In October 2012 I traveled to Cuba under a special license from the U.S. Office of Foreign Asset Control (OFAC). Three days into the trip I found myself barricading the windows of the hotel room in Santiago de Cuba against Hurricane Sandy when the eye made landfall at 1 am.
With winds gusting to 110 mph, the hurricane devastated the city I had explored the day before. High winds and rain blew down power lines, ripped corrugated tin roofs off buildings and sent them flying through the streets like mobile guillotines and left this city of 500,000 without power, potable water and homes and businesses.

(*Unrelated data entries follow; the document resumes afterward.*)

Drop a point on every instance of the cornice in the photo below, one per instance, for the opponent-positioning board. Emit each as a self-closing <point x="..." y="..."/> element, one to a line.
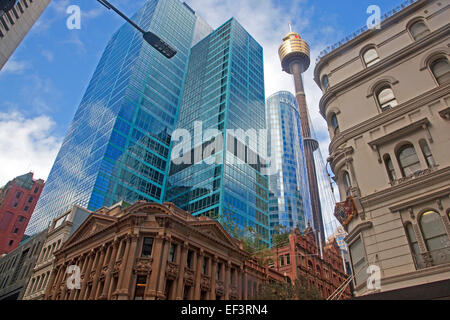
<point x="390" y="115"/>
<point x="408" y="188"/>
<point x="380" y="68"/>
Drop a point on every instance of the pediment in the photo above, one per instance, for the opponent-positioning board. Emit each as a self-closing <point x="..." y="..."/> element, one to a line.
<point x="94" y="224"/>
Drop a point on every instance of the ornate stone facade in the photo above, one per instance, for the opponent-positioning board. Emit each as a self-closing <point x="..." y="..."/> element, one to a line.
<point x="155" y="252"/>
<point x="386" y="100"/>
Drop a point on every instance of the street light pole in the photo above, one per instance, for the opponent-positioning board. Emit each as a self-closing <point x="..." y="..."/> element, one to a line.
<point x="6" y="5"/>
<point x="151" y="38"/>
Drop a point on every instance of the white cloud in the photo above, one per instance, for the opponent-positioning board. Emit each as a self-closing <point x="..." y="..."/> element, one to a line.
<point x="26" y="145"/>
<point x="267" y="21"/>
<point x="15" y="67"/>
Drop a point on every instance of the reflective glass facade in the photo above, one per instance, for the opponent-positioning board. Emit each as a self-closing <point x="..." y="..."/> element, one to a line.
<point x="224" y="91"/>
<point x="118" y="145"/>
<point x="290" y="204"/>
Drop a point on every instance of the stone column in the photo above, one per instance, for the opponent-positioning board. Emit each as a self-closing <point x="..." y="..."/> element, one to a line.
<point x="98" y="270"/>
<point x="86" y="273"/>
<point x="227" y="280"/>
<point x="151" y="289"/>
<point x="162" y="273"/>
<point x="108" y="277"/>
<point x="245" y="286"/>
<point x="198" y="262"/>
<point x="213" y="278"/>
<point x="54" y="277"/>
<point x="182" y="265"/>
<point x="127" y="268"/>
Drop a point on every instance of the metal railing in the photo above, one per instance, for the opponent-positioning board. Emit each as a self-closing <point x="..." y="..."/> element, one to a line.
<point x="364" y="29"/>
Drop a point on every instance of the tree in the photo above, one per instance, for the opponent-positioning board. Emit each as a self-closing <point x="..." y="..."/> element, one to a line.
<point x="288" y="291"/>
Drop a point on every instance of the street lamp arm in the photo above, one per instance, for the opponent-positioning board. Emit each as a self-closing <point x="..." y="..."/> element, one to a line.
<point x="109" y="6"/>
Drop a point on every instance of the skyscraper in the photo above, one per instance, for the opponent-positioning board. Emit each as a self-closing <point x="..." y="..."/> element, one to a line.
<point x="17" y="201"/>
<point x="15" y="24"/>
<point x="294" y="56"/>
<point x="290" y="204"/>
<point x="224" y="92"/>
<point x="118" y="144"/>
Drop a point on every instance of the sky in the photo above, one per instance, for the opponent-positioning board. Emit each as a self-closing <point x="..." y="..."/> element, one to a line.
<point x="43" y="82"/>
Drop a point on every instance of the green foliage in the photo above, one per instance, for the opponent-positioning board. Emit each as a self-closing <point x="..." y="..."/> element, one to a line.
<point x="288" y="291"/>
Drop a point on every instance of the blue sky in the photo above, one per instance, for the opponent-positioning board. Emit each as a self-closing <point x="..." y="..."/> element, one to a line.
<point x="43" y="82"/>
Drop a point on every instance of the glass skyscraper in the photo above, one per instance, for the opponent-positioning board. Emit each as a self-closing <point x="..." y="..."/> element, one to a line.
<point x="290" y="204"/>
<point x="222" y="173"/>
<point x="118" y="145"/>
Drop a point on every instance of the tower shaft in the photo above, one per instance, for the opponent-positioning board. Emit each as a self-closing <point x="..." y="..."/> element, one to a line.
<point x="310" y="146"/>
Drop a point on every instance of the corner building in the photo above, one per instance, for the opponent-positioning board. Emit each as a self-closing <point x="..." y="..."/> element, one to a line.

By 4 am the storm had abated and I went out to explore the damage. Physically, everything was in chaos. There was destruction everywhere, yet there was organized cooperation to clear streets, remove fallen trees and begin repairs immediately. I noticed that no curfews were imposed, no looting seen. I spoke to many people in the streets and in their devastated homes, and was deeply moved by their solidarity and their absolute faith that the government would take care of them.
Our media portrays Cuba as a rogue state, and it is the only country in the world U.S. Citizens need a special license from our government to visit. While the Cuba is by no means perfect, my experience with Hurricane Sandy again reminded me that people transcend stereotypes and that governments are not necessarily as they are simplistically portrayed in the media.